Metropolitan News-Enterprise

 

Wednesday, February 18, 2009

 

Page 1

 

Lawmakers Pass Bill to Keep Local Benefits for Trial Judges

 

By KENNETH OFGANG, Staff Writer

 

The California Legislature has approved a bill that would allow counties to continue paying benefits to supplement the salaries of Superior Court judges.

Lawmakers, locked in over the weekend as they battled to fix the state budget, approved SBX2 11 by Senate President Pro Tem Darrell Steinberg, D-Sacramento. The bill, which was introduced on Wednesday of last week, passed the Senate Saturday by a vote of 32-6 and passed the Assembly Sunday by a vote of 69-3, clearing it for action by the governor.

The bill references last year’s ruling in Sturgeon v. County of Los Angeles (2008) 167 Cal.App.4th 630, which held that benefits that can top $46,000 per year per judge, paid by the county to Los Angeles Superior Court  judges, were unconstitutional because only the Legislature could determine judicial compensation.

Reliance Cited

The bill declares that “[n]umerous counties and courts established local or court supplemental benefits to retain qualified applicants for judicial office, and trial court judges relied upon the existence of these longstanding supplemental benefits provided by the counties or the court.”

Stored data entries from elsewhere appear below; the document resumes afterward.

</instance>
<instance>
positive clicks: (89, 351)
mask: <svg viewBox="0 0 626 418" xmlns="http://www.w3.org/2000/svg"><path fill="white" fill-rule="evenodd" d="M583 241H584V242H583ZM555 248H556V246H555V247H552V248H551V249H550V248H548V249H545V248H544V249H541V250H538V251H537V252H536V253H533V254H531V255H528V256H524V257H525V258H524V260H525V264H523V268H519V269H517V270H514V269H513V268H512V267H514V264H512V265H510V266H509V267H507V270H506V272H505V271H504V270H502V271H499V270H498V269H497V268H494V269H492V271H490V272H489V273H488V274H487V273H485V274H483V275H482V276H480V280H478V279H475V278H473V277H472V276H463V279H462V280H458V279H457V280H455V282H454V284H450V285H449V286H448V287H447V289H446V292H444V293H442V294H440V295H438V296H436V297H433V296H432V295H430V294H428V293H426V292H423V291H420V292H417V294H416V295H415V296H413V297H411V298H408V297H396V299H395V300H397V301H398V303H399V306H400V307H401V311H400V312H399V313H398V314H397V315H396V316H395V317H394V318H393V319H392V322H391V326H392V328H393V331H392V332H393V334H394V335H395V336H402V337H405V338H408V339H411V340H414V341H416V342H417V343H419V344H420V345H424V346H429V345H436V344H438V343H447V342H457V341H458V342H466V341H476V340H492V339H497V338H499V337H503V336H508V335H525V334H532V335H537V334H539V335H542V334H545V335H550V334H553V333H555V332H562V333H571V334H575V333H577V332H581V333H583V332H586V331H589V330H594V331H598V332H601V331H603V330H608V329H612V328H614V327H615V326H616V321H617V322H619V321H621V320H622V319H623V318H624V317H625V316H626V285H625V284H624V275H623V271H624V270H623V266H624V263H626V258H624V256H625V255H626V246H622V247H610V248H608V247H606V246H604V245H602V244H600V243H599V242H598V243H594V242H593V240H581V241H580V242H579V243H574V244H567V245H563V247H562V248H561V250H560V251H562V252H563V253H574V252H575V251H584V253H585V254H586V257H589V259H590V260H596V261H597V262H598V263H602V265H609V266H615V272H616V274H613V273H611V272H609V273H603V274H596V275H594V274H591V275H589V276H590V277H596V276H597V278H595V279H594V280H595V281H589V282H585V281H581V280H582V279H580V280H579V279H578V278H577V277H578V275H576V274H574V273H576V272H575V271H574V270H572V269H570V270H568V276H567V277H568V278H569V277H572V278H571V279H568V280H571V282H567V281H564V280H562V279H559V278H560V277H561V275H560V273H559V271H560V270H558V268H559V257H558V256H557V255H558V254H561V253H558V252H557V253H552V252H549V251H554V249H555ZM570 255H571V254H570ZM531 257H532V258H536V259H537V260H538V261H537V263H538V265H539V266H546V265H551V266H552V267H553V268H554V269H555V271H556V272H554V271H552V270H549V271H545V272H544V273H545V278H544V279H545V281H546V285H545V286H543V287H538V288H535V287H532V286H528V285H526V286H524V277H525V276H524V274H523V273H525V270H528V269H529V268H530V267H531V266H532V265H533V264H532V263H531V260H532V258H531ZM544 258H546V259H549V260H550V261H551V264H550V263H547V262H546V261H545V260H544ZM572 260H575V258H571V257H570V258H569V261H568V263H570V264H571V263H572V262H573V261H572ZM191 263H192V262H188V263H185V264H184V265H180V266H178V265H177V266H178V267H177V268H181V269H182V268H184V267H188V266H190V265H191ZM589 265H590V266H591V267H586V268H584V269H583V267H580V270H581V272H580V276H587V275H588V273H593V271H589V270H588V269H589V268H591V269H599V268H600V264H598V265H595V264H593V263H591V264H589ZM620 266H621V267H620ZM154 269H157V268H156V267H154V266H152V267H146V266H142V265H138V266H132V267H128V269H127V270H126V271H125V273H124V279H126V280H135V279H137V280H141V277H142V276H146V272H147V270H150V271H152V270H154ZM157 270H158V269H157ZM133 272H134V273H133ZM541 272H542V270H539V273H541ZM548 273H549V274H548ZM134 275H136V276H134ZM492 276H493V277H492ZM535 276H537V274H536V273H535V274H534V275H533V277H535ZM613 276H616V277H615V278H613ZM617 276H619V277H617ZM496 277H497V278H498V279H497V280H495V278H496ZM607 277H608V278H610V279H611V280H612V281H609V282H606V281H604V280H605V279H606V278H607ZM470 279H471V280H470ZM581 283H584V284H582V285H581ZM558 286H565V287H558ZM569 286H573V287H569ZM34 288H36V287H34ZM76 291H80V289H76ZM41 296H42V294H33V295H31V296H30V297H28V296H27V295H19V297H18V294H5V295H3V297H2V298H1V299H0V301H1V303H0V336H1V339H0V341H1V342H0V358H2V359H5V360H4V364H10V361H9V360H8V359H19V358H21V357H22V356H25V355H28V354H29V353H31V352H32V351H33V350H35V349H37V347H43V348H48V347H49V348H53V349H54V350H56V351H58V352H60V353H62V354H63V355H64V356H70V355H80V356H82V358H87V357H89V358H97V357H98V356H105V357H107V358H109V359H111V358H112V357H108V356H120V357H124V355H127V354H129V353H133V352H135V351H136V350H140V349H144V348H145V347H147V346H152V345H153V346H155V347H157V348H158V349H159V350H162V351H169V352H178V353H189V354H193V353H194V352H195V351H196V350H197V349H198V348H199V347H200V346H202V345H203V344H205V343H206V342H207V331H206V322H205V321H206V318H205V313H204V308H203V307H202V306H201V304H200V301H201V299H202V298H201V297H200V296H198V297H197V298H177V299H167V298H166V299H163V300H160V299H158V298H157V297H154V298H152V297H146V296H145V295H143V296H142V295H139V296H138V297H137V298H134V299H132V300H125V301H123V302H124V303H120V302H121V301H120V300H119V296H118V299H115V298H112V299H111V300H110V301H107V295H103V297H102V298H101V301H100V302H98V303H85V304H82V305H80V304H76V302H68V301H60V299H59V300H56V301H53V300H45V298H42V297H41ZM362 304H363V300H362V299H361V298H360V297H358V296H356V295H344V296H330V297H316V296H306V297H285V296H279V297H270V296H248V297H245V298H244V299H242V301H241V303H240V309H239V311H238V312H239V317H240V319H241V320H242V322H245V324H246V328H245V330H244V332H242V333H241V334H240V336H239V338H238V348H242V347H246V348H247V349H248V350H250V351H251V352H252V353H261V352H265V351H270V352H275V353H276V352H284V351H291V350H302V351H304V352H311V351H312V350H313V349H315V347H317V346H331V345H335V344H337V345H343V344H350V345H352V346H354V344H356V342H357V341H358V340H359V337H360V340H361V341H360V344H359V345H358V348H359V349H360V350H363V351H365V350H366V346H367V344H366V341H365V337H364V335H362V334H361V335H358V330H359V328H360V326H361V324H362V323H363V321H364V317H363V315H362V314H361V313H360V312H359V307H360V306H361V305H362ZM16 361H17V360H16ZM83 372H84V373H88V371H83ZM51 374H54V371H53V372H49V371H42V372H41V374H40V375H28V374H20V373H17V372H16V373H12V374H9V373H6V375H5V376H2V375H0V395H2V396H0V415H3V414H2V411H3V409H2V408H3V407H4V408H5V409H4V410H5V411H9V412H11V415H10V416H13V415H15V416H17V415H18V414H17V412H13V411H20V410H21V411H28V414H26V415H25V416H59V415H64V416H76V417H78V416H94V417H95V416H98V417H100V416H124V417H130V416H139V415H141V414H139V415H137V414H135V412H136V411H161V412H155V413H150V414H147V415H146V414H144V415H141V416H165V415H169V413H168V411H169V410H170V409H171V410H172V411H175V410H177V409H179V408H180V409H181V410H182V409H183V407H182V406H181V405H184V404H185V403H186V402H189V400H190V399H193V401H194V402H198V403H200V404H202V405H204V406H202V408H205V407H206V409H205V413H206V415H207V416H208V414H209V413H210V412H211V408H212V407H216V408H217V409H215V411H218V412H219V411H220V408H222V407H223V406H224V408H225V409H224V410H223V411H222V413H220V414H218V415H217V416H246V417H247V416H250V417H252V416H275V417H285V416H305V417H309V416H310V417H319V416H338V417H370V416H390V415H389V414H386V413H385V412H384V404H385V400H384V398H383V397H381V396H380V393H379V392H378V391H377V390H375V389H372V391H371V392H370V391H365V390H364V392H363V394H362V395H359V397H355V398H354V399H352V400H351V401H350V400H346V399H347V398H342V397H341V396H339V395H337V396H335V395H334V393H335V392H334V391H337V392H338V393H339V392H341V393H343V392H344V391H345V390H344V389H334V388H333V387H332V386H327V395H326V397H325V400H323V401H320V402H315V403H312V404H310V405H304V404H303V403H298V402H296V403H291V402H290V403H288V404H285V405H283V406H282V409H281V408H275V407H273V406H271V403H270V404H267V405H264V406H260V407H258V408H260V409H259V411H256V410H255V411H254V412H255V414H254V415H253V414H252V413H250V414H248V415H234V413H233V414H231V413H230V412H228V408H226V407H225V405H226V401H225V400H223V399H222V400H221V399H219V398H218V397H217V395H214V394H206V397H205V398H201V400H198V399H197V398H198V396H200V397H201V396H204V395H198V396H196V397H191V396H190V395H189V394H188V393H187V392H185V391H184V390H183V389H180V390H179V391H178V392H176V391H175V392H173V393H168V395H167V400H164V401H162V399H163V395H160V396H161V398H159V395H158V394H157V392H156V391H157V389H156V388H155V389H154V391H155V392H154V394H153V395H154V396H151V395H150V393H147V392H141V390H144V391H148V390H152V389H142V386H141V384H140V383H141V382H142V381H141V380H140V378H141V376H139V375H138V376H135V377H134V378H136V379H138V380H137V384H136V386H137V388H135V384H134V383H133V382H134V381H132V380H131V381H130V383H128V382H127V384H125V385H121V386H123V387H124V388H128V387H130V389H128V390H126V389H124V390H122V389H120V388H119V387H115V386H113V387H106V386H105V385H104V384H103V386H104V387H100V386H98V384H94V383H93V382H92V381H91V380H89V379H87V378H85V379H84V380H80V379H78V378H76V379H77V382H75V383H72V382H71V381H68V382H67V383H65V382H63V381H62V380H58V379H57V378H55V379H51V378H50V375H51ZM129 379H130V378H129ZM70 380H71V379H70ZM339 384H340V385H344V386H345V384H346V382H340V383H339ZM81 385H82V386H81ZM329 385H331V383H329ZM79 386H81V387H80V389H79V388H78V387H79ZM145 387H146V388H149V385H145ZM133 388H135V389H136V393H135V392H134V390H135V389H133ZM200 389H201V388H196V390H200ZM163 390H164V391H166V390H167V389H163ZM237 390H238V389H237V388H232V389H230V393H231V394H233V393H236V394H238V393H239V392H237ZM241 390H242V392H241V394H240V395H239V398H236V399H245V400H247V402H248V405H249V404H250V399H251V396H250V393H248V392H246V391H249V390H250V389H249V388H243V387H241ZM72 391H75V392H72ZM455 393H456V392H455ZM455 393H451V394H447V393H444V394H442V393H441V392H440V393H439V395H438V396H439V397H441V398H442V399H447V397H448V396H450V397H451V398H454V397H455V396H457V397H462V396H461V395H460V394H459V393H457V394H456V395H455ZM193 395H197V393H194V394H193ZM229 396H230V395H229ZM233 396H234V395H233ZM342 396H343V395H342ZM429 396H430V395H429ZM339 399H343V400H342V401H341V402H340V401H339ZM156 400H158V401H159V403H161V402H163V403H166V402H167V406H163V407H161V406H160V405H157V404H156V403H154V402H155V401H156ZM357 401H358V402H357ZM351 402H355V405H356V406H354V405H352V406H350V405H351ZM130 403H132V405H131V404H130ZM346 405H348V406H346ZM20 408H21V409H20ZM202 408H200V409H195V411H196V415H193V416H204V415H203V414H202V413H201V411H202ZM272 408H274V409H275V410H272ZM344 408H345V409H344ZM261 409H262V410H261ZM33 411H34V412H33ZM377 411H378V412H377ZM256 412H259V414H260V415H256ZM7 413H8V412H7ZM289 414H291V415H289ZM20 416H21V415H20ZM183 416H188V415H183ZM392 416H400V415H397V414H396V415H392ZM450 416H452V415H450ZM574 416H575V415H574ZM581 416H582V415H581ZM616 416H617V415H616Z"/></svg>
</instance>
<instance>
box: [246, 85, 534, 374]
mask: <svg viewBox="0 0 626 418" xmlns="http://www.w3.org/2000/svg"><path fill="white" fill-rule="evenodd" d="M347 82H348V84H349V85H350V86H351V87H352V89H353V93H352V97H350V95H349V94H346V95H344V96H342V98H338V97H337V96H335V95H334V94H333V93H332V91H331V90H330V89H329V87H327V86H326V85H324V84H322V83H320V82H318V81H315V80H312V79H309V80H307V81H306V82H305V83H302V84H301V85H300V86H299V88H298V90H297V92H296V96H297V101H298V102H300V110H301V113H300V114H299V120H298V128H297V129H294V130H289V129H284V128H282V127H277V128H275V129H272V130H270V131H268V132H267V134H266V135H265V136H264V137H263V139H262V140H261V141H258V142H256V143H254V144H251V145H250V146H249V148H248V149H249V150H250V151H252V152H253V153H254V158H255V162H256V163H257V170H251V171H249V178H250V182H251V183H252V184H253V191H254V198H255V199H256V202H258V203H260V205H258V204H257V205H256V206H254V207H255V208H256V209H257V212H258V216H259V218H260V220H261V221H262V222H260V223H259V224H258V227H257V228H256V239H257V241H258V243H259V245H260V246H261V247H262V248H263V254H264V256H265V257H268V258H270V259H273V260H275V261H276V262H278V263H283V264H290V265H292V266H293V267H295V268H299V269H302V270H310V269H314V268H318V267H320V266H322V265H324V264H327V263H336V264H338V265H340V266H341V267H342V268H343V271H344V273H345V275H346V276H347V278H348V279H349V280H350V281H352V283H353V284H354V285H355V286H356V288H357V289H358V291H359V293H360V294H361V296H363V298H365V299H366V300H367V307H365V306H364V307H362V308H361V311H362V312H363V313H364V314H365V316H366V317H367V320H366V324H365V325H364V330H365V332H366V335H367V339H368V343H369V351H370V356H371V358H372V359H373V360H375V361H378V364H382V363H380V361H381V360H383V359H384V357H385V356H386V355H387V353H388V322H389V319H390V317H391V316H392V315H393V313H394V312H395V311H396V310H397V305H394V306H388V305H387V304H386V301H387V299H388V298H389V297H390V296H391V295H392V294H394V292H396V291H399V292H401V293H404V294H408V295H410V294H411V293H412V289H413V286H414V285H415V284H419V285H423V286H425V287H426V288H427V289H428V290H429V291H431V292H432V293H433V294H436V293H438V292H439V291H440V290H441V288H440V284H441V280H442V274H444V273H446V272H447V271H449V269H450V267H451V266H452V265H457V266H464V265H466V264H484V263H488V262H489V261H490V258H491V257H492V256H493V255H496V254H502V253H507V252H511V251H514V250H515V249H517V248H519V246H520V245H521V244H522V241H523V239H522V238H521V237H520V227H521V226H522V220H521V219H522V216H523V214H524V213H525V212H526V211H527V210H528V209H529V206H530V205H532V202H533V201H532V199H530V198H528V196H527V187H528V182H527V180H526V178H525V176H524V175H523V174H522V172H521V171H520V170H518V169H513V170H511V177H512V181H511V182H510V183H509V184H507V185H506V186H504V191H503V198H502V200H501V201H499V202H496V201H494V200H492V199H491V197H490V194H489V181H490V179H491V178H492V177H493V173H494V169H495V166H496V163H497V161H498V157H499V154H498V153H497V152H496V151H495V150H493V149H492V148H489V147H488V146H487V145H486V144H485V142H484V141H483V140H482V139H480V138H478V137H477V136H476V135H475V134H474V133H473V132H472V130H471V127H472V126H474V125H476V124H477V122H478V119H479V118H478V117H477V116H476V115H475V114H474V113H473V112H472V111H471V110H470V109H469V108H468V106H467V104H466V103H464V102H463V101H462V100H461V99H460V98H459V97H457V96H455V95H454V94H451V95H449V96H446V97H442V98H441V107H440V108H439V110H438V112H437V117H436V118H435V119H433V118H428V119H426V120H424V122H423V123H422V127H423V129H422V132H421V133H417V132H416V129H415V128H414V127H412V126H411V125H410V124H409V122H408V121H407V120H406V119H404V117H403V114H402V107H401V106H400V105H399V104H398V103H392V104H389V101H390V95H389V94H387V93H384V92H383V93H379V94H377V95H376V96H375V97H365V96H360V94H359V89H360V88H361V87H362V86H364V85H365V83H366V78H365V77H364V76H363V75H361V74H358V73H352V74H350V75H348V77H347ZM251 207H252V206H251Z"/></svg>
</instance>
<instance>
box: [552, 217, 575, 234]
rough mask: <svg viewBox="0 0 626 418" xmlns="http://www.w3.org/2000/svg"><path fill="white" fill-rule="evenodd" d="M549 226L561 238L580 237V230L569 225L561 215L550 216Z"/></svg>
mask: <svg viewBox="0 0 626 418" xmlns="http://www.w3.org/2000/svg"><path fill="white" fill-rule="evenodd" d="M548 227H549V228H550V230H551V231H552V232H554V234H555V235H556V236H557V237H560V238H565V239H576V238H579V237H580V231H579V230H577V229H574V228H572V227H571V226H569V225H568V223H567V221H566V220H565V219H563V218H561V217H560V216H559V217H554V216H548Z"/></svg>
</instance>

Under SBX2 11, counties and courts that currently supplement judges’ salaries with benefits will continue to do so, subject to termination on 180 days’ notice. Notwithstanding any such termination, however, benefits would continue to be paid until the end of each judge’s term, or, at the county’s election, until each judge then receiving benefits leaves the bench.

The bill also immunizes all public entities and officers against any liability resulting from past payment of local judicial benefits and directs the Judicial Council to report to the Legislature, no later than the end of this year, with regard to the “statewide benefits inconsistencies.”

Judges in other counties have long complained that their benefits are far less generous than those paid by Los Angeles County, which include participation in the county’s “MegaFlex” cafeteria benefits program—which allows a beneficiary to receive additional taxable income equal to 19 percent of salary, or benefits costing the county an equal amount—along with a “professional development allowance” and a 401(k) match of up to four percent of the judge’s salary.

Included Benefits

SBX2 specifies that the benefits that counties or individual courts may pay “shall include federally regulated benefits...and deferred compensation plan benefits, such as 401(k) and 457 plans...and may also include professional development allowances.

 Sterling Norris of Judicial Watch, who represented the plaintiff in Sturgeon, told the MetNews yesterday he had just learned of the bill’s adoption and had not yet read it.

Richard I. Fine, a Beverly Hills attorney who was not involved in Sturgeon but has long attacked the benefits, said it was “outrageous that they can pass a bill that will remove the basic rights of over 10 million residents of Los Angeles County within days and will further the corruption that has occurred in this county while they cannot pass a budget in months.”

Veto Requested

Fine, who called upon the governor to veto the bill, said he thought it was unconstitutional because it does not explicitly define the benefits as “compensation,” delegates to the counties the authority to decide if and when the benefits terminate, and impermissibly permits counties to create monetary incentives for candidates to seek judgeships, which he said is exclusively a state function.

Los Angeles Superior Court spokesman Alan Parachini said the court, which hired lobbyist and former Assemblyman Burt Margolin at the rate of $10,000 per month to seek legislation undoing Sturgeon, said the court thought it was appropriate to “work with the [California Judges Association] and the county to cure the legislative defect” identified by the Court of Appeal.

He declined to handicap the bill’s prospects of becoming law. “I would never try to predict what Gov. Schwarzenegger will do, he said.